Повалив Никоша, потому что тот зашатался и припал на колени, Флориан и его челядь сели на шею осаждающим, которые, застигнутые врасплох, утратили затем мужество и стали убегать. При блеске огня, который был подложен под ворота, Далибор увидел прибывающее подкрепление – и уже был уверен в спасении. Челядь с остатками метательных снарядов бросилась на тех, которые ещё стояли у заборов. Захватчики начали убегать. Никош вскочил сразу на ноги, но уже видел, что не равная была битва, и затем исчез за сломанным остроколом, оставляя своих, чтобы спасались как могли.
Слуги Флориана нескольких убили, двух или трёх раненых связали, Далибор приказал отпереть горящие ворота и гарнизон выбежал помогать молодому пану.
Очистили сразу проезд и вся эта страшная буря разлетелась, прячась где-то в темноте ночи.
Когда Шарый, спешившись, по горящей золе входил в замок, увидел стоящую напротив Домну с младшим ребёнком на руках и мечиком у пояса. Она была бледна, как ангел смерти, улыбнулась этому чуду, которое её спасло неожиданной дланью мужа, одной рукой обняла его шею и – упала.
Прибежавшие женщины взяли её на руки и понесли домой. Флориан шёл за ней. Он молча поцеловал руку старого отца, старшего ребёнка поднял и взял к себе.
Опасаться уже было нечего, но произведённый ущерб его люди должны были немедленно исправлять, потому что от разбойника никогда безопасности не было, а Бук, хоть раненый, ушёл на свою горку.
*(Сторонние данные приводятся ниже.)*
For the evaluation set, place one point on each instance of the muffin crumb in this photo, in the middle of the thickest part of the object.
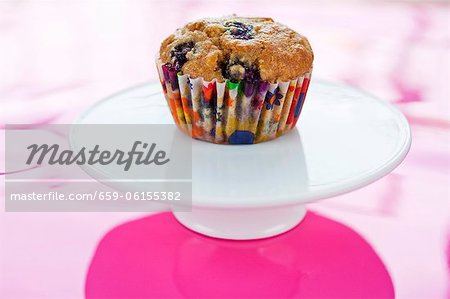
(237, 48)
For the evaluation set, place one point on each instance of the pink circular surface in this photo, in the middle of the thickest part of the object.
(155, 257)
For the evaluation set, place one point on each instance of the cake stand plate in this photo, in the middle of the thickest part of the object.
(345, 139)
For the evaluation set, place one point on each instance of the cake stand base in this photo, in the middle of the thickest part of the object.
(248, 224)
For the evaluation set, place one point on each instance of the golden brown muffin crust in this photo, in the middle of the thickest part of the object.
(224, 48)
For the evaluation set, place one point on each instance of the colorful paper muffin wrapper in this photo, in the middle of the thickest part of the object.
(233, 113)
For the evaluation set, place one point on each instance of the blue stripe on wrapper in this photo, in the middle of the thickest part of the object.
(241, 137)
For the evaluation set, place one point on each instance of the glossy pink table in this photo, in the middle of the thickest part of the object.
(57, 58)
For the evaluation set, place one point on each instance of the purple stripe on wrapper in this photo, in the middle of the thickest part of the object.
(170, 75)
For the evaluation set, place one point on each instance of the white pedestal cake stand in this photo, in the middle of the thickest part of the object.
(345, 139)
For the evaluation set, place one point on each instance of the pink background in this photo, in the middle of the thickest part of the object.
(59, 57)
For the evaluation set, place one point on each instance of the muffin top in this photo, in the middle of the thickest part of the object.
(237, 48)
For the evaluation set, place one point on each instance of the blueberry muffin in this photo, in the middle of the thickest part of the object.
(235, 80)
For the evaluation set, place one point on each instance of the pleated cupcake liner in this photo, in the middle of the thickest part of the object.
(233, 113)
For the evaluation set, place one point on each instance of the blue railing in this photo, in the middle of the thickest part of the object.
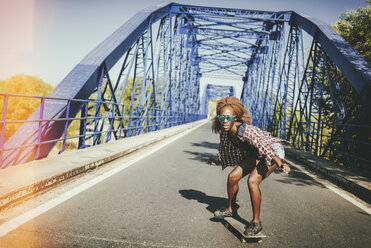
(94, 125)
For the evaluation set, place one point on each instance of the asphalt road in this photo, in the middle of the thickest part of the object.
(168, 198)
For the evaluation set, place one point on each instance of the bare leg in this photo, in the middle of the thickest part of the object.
(255, 195)
(232, 186)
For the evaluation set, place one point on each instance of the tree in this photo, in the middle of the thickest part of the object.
(354, 26)
(18, 107)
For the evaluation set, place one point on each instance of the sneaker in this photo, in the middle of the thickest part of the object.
(222, 213)
(253, 228)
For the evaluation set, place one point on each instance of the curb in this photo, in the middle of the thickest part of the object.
(325, 168)
(36, 187)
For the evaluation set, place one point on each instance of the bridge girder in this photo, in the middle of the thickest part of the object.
(162, 52)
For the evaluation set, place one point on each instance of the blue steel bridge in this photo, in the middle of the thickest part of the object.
(294, 71)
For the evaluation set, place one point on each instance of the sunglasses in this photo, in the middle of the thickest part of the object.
(222, 118)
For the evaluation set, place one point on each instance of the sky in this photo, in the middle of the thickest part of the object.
(47, 38)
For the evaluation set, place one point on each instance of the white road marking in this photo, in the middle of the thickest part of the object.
(367, 209)
(14, 223)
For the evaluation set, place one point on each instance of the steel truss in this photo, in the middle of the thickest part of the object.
(146, 77)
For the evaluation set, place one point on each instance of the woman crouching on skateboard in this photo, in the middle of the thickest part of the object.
(233, 121)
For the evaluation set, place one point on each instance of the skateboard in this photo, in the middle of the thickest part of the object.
(240, 227)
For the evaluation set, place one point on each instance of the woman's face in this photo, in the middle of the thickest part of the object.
(226, 112)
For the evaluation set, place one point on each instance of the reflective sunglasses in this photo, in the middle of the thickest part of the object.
(222, 118)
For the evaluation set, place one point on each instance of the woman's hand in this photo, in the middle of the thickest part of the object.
(211, 161)
(285, 168)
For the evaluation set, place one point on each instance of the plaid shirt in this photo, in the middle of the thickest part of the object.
(259, 139)
(230, 154)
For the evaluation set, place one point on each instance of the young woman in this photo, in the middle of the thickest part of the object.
(232, 122)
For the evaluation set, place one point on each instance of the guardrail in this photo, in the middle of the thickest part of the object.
(92, 126)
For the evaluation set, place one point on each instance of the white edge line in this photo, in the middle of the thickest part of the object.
(330, 187)
(14, 223)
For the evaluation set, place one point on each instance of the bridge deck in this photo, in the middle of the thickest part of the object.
(167, 198)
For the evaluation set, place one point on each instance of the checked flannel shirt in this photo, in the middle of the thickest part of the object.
(259, 139)
(228, 153)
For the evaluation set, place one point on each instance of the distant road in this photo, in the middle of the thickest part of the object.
(167, 200)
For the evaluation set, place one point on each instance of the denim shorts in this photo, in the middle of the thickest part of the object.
(278, 148)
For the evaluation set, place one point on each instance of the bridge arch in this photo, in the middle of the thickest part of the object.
(161, 53)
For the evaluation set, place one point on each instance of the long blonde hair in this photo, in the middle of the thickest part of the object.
(238, 108)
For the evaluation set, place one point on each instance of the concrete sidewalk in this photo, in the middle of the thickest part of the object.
(19, 182)
(22, 181)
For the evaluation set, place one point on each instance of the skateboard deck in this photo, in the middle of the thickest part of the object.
(240, 227)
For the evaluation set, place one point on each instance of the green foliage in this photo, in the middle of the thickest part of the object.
(21, 108)
(354, 26)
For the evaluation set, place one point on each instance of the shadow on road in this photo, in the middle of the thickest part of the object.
(202, 156)
(213, 202)
(206, 144)
(298, 178)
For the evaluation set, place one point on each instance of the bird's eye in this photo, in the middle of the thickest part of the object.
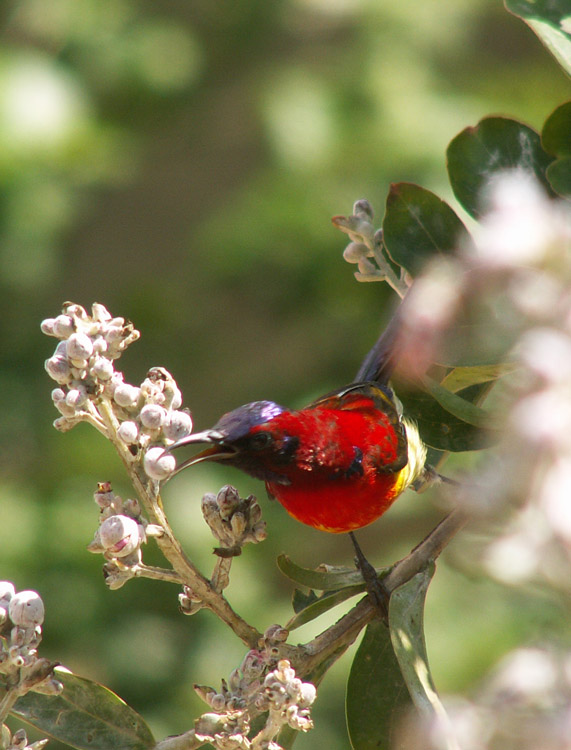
(260, 440)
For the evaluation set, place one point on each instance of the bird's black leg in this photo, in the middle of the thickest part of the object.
(378, 592)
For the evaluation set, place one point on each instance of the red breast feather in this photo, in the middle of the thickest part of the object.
(337, 481)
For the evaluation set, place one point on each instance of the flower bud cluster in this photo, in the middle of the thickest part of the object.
(228, 731)
(145, 419)
(122, 530)
(514, 280)
(245, 682)
(283, 695)
(365, 249)
(21, 618)
(287, 696)
(82, 363)
(234, 521)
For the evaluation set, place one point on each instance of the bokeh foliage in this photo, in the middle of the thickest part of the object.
(179, 162)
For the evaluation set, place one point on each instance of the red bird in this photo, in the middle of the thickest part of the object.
(338, 463)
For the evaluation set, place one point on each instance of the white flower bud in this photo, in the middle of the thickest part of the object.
(178, 424)
(64, 408)
(76, 397)
(126, 395)
(153, 416)
(79, 365)
(128, 432)
(308, 693)
(79, 346)
(47, 326)
(120, 535)
(176, 398)
(63, 326)
(58, 394)
(100, 345)
(158, 464)
(100, 313)
(61, 349)
(26, 609)
(58, 368)
(102, 368)
(7, 591)
(238, 524)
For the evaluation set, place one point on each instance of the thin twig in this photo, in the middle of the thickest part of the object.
(334, 641)
(147, 490)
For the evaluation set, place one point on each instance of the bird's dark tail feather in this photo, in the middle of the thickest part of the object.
(380, 362)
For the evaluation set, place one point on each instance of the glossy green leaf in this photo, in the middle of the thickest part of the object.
(549, 19)
(316, 606)
(556, 138)
(559, 176)
(86, 715)
(406, 625)
(377, 695)
(458, 406)
(419, 225)
(494, 145)
(464, 377)
(438, 427)
(556, 133)
(323, 579)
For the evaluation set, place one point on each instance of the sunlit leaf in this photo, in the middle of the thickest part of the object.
(556, 133)
(559, 176)
(556, 138)
(377, 695)
(316, 606)
(419, 225)
(549, 19)
(458, 406)
(323, 579)
(438, 427)
(406, 625)
(494, 145)
(464, 377)
(86, 715)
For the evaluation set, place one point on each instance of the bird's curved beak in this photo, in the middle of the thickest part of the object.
(217, 451)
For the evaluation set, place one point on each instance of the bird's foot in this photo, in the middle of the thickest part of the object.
(378, 593)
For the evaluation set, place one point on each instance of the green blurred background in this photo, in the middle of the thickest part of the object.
(179, 161)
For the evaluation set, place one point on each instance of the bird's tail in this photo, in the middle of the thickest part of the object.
(380, 362)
От связанных пленников, которых позорно бросили в подземелье, осаждённые узнали всё, потому что те, выпрашивая свою жизнь, пана не щадили, проклинали его и рассказывали как долго готовились к тому нападению.
Один из них под угрозой запел даже о Курпе и обещании Журихи, которую сперва хотели схватить, но среди этого замешательства баба, догадываясь, что её может ждать, исчезла.
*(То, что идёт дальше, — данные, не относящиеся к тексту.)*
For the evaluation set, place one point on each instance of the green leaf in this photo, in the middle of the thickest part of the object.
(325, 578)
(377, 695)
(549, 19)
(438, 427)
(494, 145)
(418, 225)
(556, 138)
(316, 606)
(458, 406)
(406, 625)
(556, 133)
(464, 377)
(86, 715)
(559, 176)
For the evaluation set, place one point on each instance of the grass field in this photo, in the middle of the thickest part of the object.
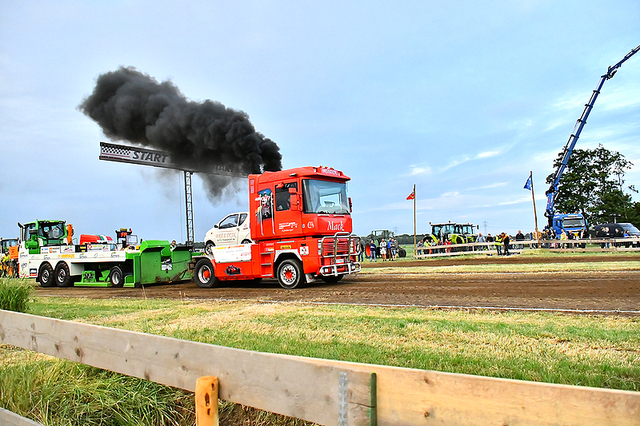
(546, 347)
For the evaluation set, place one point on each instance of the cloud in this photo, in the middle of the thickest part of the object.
(416, 170)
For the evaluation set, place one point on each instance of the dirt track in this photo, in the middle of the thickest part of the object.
(573, 291)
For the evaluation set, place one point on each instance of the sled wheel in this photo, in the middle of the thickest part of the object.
(290, 274)
(45, 275)
(204, 274)
(62, 275)
(116, 277)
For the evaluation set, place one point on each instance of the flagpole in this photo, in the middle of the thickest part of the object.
(535, 215)
(414, 220)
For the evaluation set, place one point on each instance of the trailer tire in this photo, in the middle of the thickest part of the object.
(290, 274)
(62, 275)
(116, 277)
(204, 275)
(45, 275)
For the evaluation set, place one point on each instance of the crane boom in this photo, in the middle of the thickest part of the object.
(552, 192)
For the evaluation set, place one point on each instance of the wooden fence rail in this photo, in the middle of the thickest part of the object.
(323, 391)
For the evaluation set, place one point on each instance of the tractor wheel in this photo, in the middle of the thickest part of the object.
(204, 275)
(62, 275)
(45, 275)
(116, 277)
(290, 274)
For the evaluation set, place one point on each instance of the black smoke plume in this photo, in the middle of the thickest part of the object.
(134, 107)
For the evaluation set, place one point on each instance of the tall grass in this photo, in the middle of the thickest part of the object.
(14, 294)
(55, 392)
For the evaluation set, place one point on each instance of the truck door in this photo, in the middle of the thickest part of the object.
(227, 231)
(287, 220)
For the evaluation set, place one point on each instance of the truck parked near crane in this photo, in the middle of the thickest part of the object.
(575, 223)
(300, 222)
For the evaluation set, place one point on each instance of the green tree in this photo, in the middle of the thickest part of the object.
(593, 184)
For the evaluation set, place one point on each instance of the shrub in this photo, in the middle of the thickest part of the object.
(14, 294)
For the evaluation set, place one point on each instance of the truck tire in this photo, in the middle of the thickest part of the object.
(45, 275)
(290, 274)
(62, 275)
(331, 279)
(116, 277)
(208, 247)
(204, 275)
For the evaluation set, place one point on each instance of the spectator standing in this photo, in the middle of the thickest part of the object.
(505, 241)
(481, 239)
(391, 249)
(498, 243)
(519, 237)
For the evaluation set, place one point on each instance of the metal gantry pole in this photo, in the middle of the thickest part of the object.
(188, 197)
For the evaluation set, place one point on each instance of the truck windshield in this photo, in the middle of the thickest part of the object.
(321, 196)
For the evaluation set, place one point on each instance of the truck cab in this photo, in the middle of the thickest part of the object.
(300, 226)
(40, 233)
(307, 201)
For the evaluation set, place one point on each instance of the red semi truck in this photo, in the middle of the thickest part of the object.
(300, 222)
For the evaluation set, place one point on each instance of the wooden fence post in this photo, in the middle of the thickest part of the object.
(207, 401)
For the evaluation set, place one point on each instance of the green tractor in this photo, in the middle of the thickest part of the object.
(455, 233)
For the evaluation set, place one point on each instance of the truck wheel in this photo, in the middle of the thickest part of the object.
(45, 275)
(116, 277)
(208, 247)
(331, 279)
(62, 275)
(204, 275)
(290, 274)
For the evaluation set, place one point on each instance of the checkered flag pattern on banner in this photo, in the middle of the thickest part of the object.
(115, 151)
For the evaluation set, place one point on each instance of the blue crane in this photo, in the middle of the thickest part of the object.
(552, 192)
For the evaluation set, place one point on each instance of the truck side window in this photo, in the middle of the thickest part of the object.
(283, 197)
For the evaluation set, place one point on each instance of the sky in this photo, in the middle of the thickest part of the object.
(462, 99)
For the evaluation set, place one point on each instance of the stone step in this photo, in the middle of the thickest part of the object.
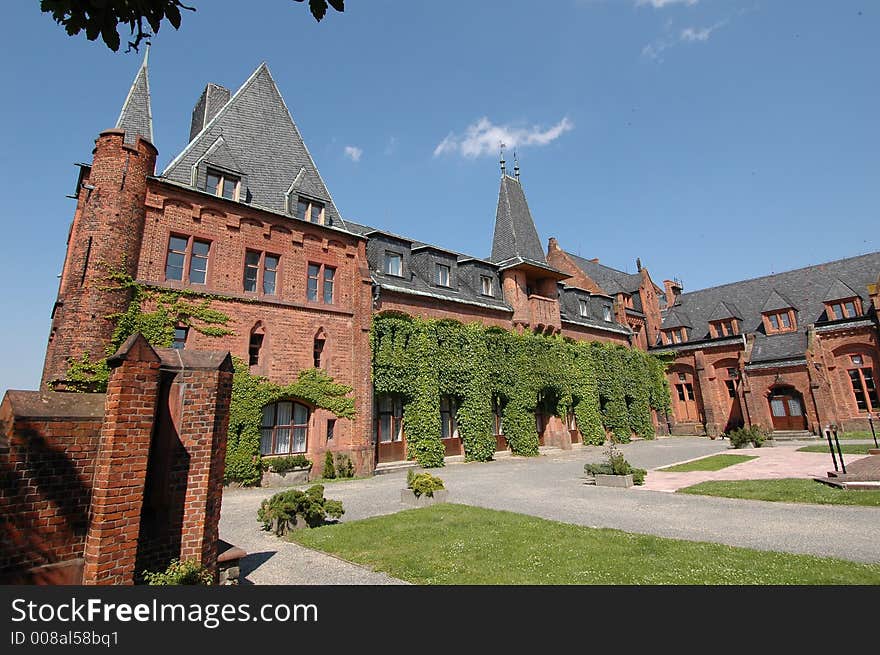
(394, 467)
(794, 435)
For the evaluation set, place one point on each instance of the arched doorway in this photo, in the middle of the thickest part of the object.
(787, 409)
Грустный и одновременно радостный был этот приезд Шарого домой. Привело его Провидение в самый опасный час.
Когда Домна после обморока открыла глаза и увидела его перед собой, поднялась, прижимаясь к своему защитнику.
Он казался ей чудесно присланным с неба…
Флориан обнял её и прижимающихся к нему детей, которые, как дети, от слёз перешли скоро к великой радости, забыв минутный страх.
Вошёл и старый Далибор, нахмуренный, уставший, едва в состоянии держаться на ногах.
Не говорили между собой – только глядели и благодарили Бога.